In my free time, I’ve been experimenting with rigging and animating characters in Unity and had built a small demo character controller which I had recently shown to a few of our creative directors. Somehow that demo ended up inspiring this really quick turn around game-like experience presented with the ‘Point C’ campaign we pitched to Capella University. In this ‘game’ you control an IT character who runs around a maze of servers in search of point C while trying to avoid annoying little managers who attempt to block your path. For the AI I used Rival{Theory}’s RAIN system and set up a very simple goal-based behavior tree. I’m eager to dig further into this and other AI systems. We did win the business, but I am not sure how much that had to do with this:

Converting old Flash animations to HTML

I just wrapped up rebuilding a ‘Fighting Hunger Quiz’ for Bank of America. Originally built in Flash by another vendor, I rebuilt everything from the ground up using native web technologies. The original flash animations were preserved by re-working the flash files and exporting JavaScript objects with createJS to be displayed in an HTML canvas.

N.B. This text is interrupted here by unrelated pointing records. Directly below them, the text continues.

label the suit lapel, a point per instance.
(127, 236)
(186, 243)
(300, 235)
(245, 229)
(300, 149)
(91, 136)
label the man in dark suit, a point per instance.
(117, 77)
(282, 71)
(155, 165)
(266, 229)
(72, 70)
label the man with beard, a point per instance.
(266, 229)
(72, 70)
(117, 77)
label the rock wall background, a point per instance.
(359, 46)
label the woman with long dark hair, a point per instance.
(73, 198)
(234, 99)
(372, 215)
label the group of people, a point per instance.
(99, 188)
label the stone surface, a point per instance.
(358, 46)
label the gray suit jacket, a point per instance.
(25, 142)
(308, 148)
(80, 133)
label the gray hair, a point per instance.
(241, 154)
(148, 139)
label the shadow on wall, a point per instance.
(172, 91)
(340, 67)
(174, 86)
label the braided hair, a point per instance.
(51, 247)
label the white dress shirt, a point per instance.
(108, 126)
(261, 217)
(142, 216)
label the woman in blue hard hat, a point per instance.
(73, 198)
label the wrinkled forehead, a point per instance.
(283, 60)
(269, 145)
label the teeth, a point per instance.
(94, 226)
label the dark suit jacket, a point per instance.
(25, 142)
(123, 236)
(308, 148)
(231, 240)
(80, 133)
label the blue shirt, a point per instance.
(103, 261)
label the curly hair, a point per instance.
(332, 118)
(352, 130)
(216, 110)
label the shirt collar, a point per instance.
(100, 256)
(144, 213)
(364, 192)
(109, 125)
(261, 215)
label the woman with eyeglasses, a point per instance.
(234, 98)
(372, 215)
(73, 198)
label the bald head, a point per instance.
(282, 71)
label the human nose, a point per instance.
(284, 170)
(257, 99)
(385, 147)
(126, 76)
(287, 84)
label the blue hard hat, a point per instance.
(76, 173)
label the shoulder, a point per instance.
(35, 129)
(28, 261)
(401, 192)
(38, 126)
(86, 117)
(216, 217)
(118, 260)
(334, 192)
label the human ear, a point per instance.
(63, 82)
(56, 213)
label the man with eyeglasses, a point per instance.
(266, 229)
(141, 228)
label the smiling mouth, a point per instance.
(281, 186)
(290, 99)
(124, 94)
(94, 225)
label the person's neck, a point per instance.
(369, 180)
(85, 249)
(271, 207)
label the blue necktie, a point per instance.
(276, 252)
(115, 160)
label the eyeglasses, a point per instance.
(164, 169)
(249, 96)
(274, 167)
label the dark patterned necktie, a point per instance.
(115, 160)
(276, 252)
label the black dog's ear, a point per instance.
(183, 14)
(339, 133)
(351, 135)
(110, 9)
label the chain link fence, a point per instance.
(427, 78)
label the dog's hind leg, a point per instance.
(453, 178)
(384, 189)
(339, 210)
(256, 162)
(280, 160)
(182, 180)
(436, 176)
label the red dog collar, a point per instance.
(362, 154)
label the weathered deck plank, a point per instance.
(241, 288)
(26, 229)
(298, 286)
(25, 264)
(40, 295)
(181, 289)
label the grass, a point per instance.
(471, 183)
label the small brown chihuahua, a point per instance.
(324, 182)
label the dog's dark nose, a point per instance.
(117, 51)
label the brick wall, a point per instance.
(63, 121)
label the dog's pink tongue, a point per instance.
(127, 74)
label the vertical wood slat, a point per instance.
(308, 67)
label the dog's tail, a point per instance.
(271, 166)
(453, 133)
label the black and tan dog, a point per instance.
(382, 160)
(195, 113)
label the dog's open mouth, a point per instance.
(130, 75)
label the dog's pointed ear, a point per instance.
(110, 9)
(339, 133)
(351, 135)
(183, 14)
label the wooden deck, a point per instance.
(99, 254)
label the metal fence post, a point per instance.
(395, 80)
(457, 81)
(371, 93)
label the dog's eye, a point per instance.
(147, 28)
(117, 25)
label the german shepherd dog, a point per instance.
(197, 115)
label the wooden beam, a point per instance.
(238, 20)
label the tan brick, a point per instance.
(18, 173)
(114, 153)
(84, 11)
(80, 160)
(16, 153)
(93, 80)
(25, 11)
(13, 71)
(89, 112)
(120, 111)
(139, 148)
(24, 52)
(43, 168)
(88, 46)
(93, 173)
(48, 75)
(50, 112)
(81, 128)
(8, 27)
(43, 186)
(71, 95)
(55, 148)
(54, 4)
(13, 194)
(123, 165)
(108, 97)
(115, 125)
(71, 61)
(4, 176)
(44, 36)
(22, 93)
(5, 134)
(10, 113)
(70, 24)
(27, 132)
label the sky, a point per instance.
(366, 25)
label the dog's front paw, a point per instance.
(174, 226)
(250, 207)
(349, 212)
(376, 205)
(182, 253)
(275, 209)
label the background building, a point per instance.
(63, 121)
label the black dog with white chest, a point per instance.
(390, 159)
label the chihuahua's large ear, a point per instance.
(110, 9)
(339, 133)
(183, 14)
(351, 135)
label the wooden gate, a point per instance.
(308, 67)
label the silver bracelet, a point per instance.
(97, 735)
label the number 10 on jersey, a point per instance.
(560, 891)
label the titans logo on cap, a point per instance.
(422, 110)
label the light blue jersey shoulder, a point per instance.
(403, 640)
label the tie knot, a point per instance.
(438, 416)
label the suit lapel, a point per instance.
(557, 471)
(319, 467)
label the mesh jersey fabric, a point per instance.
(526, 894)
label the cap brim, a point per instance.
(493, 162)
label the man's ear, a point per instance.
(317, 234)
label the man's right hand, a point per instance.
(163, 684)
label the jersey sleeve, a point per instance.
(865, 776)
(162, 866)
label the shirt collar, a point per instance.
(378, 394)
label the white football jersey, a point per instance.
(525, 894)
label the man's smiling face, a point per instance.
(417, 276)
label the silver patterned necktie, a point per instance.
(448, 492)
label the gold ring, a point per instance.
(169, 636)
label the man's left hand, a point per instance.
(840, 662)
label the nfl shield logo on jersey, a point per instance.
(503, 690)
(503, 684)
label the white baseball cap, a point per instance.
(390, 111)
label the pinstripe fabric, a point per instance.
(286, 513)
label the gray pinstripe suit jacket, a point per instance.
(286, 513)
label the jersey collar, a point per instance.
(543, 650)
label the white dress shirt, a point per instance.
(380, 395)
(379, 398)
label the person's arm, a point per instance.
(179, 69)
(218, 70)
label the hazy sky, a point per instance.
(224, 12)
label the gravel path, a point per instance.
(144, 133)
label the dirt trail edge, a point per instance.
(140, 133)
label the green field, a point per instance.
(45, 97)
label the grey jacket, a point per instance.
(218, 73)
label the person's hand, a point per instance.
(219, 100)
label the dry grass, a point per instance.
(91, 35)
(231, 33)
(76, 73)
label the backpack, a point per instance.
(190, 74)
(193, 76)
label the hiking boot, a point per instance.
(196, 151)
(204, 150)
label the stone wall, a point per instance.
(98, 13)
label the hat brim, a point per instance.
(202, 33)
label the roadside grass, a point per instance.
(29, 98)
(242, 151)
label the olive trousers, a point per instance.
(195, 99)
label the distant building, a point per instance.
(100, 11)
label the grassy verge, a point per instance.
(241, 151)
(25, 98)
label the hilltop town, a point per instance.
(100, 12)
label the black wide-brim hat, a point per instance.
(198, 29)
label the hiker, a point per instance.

There was a good deal of manual manipulation to get the animations to export as many blending modes, color transformations, nesting, and path tweens were not supported, but it was a pleasure preserving something that had been so well done. Hopefully I did not butcher the original animations too badly. It sure beat building everything over from scratch and what better tool for this type of job than Flash? The exported JavaScript objects were lean and easily extended to create methods for setting animation states so that they could be integrated into our new quiz. And of course it now runs on all devices. The Flash/Create.js pipeline certainly has it’s hiccups, but so far I haven’t found anything that works better.